O almeno il satiro suppose fosse nervosismo. Difficile a dirsi quando l’interlocutore non aveva espressioni facciali.
“Per-quello-che-tu-sai tutto va come previsto” chiosò Manny.  

il pupazzo senza volto si accertò che nessuno li stesse guardando e si avvicinò alla gabbia. Sempre con circospezione tirò fuori dalla giacca una mela. Era di colore rosso scuro e così lucida che sembrava quasi fatta di ceralacca. Una mela così non poteva esistere sulla Terra, pareva uscita dritta da una fiaba. Sembrava il pomo che la strega cattiva avrebbe usato per tentare Biancaneve. Un frutto coltivato ad Oneiros

 “Tieni, mangia”. 

Il fauno fissò Manny sorpreso. Non solo perché non ricordava l’ultima volta qualcuno gli avesse offerto qualcosa in regalo o che fosse stato gentile con lui. I frutti del regno dei Gentili non erano come quelli comuni. Essi contenevano un frammento della stessa magia primordiale, il Wyrd, che formava il tessuto stesso di Oneiros, o almeno così diceva. Così come si diceva che i Gentili li mangiassero solo per aumentare la loro potenza. Era plausibile, poiché i Padroni non avevano bisogno di cibo o altro sostentamento per continuare ad esistere. I servitori, in particolare i Cambiati non avevano il diritto né di possederli Né di mangiare tali frutti.

“C-cosa? N-non posso accettare” disse il satiro, anche se gli stava venendo l'acquolina in bocca. Quella mela espandeva intorno a sé un profumo, una nuvola zuccherina come non aveva mai sentito prima d’ora.

“C-cosa succederebbe se lord zest ci scoprisse?”. Loro due rischiavano già di essere puniti solo perchè il padrone imponeva ai servi della casa di ignorare i changeling nelle gabbie... Il satiro non osava immaginare cosa gli sarebbe successo se fossero stati scoperti con una mela fatata. Manny il manichino insistè.”Non preoccuparti, prendila” disse “E poi stanotte faremo qualcosa di peggio che rubare al nostro padrone. Mangiare uno di questi ci può solo aiutare. Fidati, io l’ho già fatto”

 Il pupazzo arrivò persino a infilare la mano con la mela dentro la gabbia. 

A quel punto il ragazzo con le corna di capretto si vede costretto ad accettare. 

Afferrò la mela e iniziò a divorarla ferocemente prima che la paura potesse bloccarlo. Gli sembrò la cosa più buona che avesse mai mangiato e con il sapore venne a galla un’immagine. 

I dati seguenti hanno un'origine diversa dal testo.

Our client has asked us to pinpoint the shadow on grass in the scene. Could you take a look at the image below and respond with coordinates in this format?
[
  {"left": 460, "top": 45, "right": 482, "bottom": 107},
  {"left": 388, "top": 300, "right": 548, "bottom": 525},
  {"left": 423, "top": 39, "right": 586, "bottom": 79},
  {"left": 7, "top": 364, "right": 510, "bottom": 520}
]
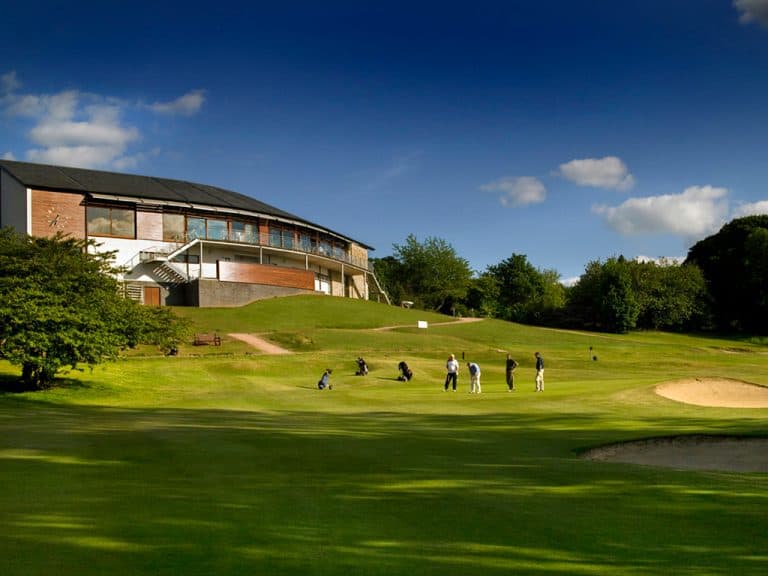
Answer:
[
  {"left": 0, "top": 374, "right": 91, "bottom": 396},
  {"left": 0, "top": 397, "right": 768, "bottom": 575}
]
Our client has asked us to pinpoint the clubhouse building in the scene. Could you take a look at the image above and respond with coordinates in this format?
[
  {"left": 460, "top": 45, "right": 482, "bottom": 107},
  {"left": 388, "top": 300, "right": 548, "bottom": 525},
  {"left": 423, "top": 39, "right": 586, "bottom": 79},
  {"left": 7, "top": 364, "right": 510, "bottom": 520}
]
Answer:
[{"left": 0, "top": 160, "right": 386, "bottom": 306}]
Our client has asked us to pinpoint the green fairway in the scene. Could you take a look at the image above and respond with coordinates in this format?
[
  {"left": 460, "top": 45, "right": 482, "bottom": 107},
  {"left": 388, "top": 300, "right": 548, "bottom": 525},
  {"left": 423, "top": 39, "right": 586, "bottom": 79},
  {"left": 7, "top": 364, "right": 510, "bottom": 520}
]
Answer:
[{"left": 0, "top": 297, "right": 768, "bottom": 576}]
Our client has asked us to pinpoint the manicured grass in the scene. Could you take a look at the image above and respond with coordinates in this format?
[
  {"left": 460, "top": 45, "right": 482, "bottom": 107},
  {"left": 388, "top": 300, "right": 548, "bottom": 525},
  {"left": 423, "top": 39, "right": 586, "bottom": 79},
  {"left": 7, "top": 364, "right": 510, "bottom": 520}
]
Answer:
[{"left": 0, "top": 298, "right": 768, "bottom": 576}]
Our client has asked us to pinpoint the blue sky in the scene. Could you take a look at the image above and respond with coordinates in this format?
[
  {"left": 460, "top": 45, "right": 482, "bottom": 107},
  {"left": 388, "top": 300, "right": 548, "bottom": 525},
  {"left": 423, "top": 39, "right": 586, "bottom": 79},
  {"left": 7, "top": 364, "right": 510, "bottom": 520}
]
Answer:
[{"left": 0, "top": 0, "right": 768, "bottom": 280}]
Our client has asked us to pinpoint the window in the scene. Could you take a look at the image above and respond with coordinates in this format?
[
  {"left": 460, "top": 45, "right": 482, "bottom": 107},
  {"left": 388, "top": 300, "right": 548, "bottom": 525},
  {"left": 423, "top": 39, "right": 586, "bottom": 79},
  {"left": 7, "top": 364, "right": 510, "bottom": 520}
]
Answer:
[
  {"left": 86, "top": 206, "right": 136, "bottom": 238},
  {"left": 283, "top": 230, "right": 293, "bottom": 249},
  {"left": 206, "top": 218, "right": 229, "bottom": 240},
  {"left": 231, "top": 221, "right": 259, "bottom": 244},
  {"left": 269, "top": 226, "right": 281, "bottom": 248},
  {"left": 187, "top": 218, "right": 205, "bottom": 240},
  {"left": 163, "top": 214, "right": 185, "bottom": 242}
]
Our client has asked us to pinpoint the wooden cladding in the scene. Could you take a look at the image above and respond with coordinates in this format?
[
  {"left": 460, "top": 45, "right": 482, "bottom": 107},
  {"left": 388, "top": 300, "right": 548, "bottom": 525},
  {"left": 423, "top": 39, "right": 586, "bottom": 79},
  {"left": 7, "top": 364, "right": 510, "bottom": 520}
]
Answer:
[
  {"left": 217, "top": 261, "right": 315, "bottom": 290},
  {"left": 32, "top": 190, "right": 85, "bottom": 239}
]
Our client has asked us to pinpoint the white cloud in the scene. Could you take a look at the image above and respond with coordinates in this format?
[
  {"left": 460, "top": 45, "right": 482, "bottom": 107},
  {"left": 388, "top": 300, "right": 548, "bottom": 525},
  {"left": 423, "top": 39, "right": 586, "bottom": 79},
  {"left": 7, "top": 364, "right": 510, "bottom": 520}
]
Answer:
[
  {"left": 557, "top": 156, "right": 635, "bottom": 190},
  {"left": 0, "top": 70, "right": 21, "bottom": 96},
  {"left": 0, "top": 72, "right": 204, "bottom": 169},
  {"left": 733, "top": 200, "right": 768, "bottom": 218},
  {"left": 480, "top": 176, "right": 547, "bottom": 206},
  {"left": 149, "top": 90, "right": 205, "bottom": 116},
  {"left": 635, "top": 254, "right": 685, "bottom": 266},
  {"left": 733, "top": 0, "right": 768, "bottom": 27},
  {"left": 592, "top": 186, "right": 728, "bottom": 238}
]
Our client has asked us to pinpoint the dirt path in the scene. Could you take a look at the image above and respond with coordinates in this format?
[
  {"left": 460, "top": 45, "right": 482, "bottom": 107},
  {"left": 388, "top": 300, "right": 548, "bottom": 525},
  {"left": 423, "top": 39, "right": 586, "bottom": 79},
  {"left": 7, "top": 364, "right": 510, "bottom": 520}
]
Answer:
[{"left": 228, "top": 334, "right": 292, "bottom": 354}]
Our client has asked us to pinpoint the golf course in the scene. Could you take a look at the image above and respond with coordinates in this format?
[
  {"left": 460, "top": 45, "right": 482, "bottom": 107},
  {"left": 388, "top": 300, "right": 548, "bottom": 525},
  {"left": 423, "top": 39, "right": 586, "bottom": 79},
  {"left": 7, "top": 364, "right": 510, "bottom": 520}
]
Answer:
[{"left": 0, "top": 296, "right": 768, "bottom": 576}]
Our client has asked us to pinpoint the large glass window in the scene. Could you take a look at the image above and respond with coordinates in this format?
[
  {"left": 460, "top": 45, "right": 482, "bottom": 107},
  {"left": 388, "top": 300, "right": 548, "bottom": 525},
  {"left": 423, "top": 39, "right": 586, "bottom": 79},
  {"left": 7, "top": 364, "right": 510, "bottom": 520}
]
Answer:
[
  {"left": 163, "top": 214, "right": 184, "bottom": 242},
  {"left": 269, "top": 226, "right": 281, "bottom": 247},
  {"left": 207, "top": 218, "right": 229, "bottom": 240},
  {"left": 187, "top": 217, "right": 205, "bottom": 240},
  {"left": 230, "top": 221, "right": 259, "bottom": 244},
  {"left": 86, "top": 206, "right": 136, "bottom": 238},
  {"left": 283, "top": 230, "right": 293, "bottom": 249}
]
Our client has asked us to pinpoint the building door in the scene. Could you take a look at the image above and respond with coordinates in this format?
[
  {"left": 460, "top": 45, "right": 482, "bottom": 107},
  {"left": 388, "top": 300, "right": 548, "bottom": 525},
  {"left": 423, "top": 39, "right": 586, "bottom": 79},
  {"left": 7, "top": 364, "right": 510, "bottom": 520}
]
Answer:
[{"left": 144, "top": 286, "right": 160, "bottom": 306}]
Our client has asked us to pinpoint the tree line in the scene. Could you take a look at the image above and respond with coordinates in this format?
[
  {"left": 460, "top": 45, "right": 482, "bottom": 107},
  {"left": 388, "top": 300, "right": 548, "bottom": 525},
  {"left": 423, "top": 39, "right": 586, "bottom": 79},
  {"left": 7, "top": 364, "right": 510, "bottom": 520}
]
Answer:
[
  {"left": 372, "top": 215, "right": 768, "bottom": 334},
  {"left": 0, "top": 228, "right": 189, "bottom": 390}
]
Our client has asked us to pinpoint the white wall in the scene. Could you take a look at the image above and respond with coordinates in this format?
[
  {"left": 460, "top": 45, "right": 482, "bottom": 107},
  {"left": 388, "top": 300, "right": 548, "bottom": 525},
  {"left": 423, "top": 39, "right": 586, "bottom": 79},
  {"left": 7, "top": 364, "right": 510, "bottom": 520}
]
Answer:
[{"left": 0, "top": 170, "right": 32, "bottom": 234}]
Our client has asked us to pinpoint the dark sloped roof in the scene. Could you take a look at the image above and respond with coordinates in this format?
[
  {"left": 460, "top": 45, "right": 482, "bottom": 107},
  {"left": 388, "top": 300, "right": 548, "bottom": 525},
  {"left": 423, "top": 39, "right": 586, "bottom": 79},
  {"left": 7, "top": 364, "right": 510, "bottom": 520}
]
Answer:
[{"left": 0, "top": 160, "right": 371, "bottom": 249}]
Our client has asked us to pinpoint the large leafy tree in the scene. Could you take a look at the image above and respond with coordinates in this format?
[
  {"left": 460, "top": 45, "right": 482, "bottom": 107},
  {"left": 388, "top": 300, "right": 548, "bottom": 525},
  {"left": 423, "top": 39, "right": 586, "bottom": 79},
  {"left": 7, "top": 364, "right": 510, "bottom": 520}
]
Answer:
[
  {"left": 686, "top": 215, "right": 768, "bottom": 334},
  {"left": 568, "top": 257, "right": 640, "bottom": 333},
  {"left": 487, "top": 254, "right": 565, "bottom": 323},
  {"left": 567, "top": 256, "right": 708, "bottom": 332},
  {"left": 0, "top": 228, "right": 190, "bottom": 388},
  {"left": 393, "top": 234, "right": 472, "bottom": 313},
  {"left": 627, "top": 260, "right": 709, "bottom": 331}
]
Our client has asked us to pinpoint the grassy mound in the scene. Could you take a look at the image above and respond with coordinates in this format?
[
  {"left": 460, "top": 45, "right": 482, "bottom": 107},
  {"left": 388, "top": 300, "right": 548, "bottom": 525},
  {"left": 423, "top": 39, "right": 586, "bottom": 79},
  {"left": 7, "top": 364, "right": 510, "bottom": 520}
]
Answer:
[{"left": 0, "top": 297, "right": 768, "bottom": 576}]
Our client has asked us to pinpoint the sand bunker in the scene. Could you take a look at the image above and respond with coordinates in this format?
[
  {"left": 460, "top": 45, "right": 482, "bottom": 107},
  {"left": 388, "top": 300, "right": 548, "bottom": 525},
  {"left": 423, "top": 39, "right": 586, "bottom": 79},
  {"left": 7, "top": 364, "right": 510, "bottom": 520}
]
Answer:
[
  {"left": 656, "top": 378, "right": 768, "bottom": 408},
  {"left": 584, "top": 378, "right": 768, "bottom": 473},
  {"left": 584, "top": 435, "right": 768, "bottom": 472}
]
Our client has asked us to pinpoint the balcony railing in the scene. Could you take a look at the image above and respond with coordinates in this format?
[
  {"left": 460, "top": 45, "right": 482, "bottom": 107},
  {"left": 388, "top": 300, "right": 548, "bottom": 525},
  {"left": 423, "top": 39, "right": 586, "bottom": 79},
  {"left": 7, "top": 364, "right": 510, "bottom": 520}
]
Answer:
[{"left": 140, "top": 232, "right": 368, "bottom": 270}]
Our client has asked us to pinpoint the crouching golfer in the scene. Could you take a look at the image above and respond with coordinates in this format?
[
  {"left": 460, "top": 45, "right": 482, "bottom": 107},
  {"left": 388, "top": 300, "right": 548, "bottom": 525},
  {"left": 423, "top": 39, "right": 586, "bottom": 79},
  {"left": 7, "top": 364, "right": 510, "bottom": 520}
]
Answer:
[{"left": 317, "top": 368, "right": 333, "bottom": 390}]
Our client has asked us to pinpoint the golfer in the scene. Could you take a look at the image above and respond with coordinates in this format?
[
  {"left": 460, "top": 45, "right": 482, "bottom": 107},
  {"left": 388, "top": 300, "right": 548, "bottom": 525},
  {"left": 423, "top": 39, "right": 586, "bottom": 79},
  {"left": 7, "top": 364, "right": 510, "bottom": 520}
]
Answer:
[
  {"left": 445, "top": 354, "right": 459, "bottom": 392},
  {"left": 534, "top": 352, "right": 544, "bottom": 392},
  {"left": 467, "top": 362, "right": 482, "bottom": 394}
]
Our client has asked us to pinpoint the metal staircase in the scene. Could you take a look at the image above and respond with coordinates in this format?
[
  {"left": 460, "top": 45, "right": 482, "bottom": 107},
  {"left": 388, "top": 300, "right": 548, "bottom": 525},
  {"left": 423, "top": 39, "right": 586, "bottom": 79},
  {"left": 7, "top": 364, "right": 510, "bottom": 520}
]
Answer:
[{"left": 365, "top": 270, "right": 392, "bottom": 305}]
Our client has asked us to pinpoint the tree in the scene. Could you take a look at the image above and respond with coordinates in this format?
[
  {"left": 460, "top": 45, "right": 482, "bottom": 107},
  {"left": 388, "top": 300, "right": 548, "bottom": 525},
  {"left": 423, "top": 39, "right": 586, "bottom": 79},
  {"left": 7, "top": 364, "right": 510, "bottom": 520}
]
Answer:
[
  {"left": 567, "top": 256, "right": 708, "bottom": 332},
  {"left": 488, "top": 254, "right": 565, "bottom": 324},
  {"left": 463, "top": 272, "right": 499, "bottom": 318},
  {"left": 369, "top": 256, "right": 406, "bottom": 302},
  {"left": 393, "top": 234, "right": 472, "bottom": 313},
  {"left": 628, "top": 260, "right": 709, "bottom": 331},
  {"left": 686, "top": 215, "right": 768, "bottom": 334},
  {"left": 0, "top": 228, "right": 190, "bottom": 388}
]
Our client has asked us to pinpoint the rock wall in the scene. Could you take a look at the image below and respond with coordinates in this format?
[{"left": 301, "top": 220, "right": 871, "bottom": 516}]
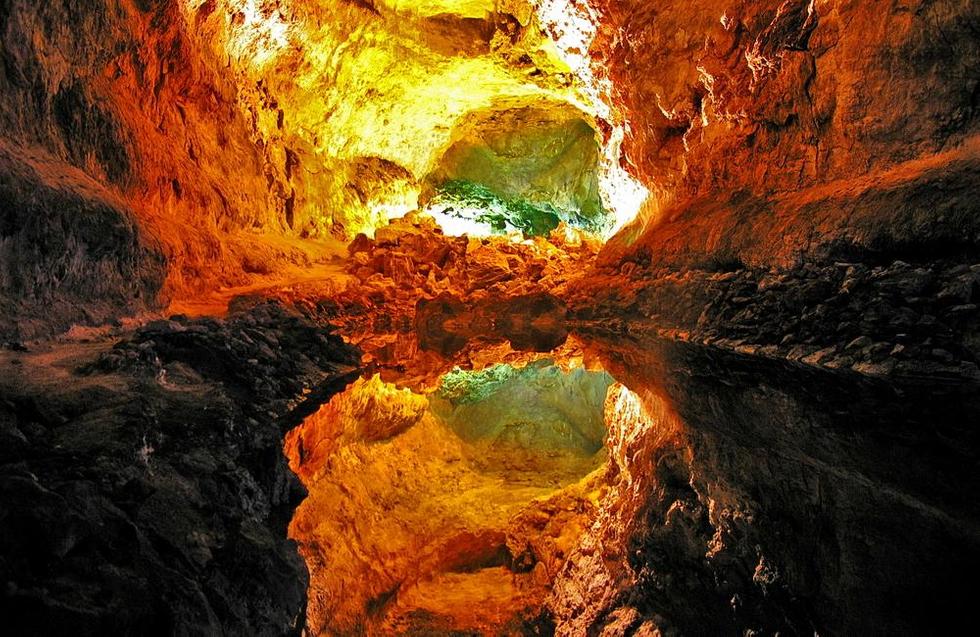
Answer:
[
  {"left": 0, "top": 0, "right": 304, "bottom": 337},
  {"left": 592, "top": 0, "right": 980, "bottom": 263},
  {"left": 0, "top": 303, "right": 359, "bottom": 635}
]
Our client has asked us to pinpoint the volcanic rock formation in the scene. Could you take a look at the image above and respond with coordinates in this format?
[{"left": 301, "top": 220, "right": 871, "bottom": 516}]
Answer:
[{"left": 0, "top": 0, "right": 980, "bottom": 636}]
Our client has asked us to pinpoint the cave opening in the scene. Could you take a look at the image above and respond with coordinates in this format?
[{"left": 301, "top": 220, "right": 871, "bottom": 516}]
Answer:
[{"left": 0, "top": 0, "right": 980, "bottom": 637}]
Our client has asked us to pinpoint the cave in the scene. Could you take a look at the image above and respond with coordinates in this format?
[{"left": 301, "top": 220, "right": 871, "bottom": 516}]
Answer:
[{"left": 0, "top": 0, "right": 980, "bottom": 637}]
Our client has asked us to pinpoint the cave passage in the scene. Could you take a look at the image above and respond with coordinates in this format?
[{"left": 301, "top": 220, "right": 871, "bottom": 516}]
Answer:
[
  {"left": 286, "top": 359, "right": 618, "bottom": 635},
  {"left": 0, "top": 0, "right": 980, "bottom": 637}
]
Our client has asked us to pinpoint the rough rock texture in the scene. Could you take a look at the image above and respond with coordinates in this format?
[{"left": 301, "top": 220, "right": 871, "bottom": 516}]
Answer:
[
  {"left": 551, "top": 330, "right": 980, "bottom": 635},
  {"left": 580, "top": 0, "right": 980, "bottom": 262},
  {"left": 0, "top": 0, "right": 306, "bottom": 322},
  {"left": 0, "top": 145, "right": 167, "bottom": 342},
  {"left": 0, "top": 304, "right": 358, "bottom": 635},
  {"left": 286, "top": 365, "right": 609, "bottom": 635}
]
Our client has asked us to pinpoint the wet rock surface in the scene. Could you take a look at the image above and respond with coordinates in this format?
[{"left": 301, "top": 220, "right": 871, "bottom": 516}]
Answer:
[
  {"left": 0, "top": 304, "right": 358, "bottom": 635},
  {"left": 550, "top": 331, "right": 980, "bottom": 635},
  {"left": 571, "top": 260, "right": 980, "bottom": 384}
]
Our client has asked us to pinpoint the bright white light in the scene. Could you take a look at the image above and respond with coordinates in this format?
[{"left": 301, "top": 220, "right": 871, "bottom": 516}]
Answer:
[{"left": 538, "top": 0, "right": 650, "bottom": 239}]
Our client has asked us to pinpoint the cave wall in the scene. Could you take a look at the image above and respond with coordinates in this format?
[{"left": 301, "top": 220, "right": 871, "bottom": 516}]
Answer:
[
  {"left": 0, "top": 0, "right": 302, "bottom": 337},
  {"left": 591, "top": 0, "right": 980, "bottom": 266}
]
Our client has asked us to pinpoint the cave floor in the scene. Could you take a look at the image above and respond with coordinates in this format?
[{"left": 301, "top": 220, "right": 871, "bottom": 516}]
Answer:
[{"left": 0, "top": 221, "right": 980, "bottom": 635}]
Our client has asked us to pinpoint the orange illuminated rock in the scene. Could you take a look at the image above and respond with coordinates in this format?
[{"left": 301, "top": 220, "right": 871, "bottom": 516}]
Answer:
[{"left": 286, "top": 368, "right": 620, "bottom": 635}]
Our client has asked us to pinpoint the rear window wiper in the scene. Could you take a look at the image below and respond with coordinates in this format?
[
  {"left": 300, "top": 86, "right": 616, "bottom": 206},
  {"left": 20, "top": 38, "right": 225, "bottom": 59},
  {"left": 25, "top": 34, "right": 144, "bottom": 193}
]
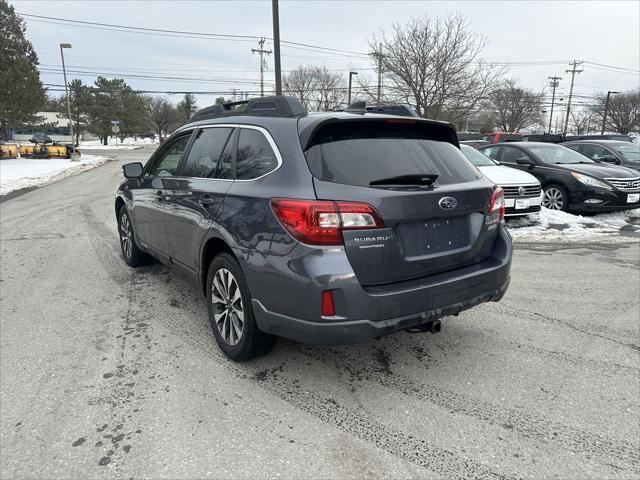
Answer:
[{"left": 369, "top": 173, "right": 438, "bottom": 185}]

Era alla fiera di paese, sua madre lo teneva per mano, era bambino allora, la sua sorellina era poco più avanti, in fila allo stand delle mele caramellate e lo chiamava: William, William...

Il fauno lasciò cadere il torsolo di mela. Sbatté le palpebre. era un suo ricordo quello? aveva una madre allora e anche una sorella più piccola… Il suo nome! aveva appena ricordato il suo nome. William. Si girò verso Manny il manichino per ringraziarlo ma quello era già scomparso. Se ne era andato. William, il solo pronunciarlo fece sentire il satiro più forte, lo fece stare un po’ più dritto con la schiena. William.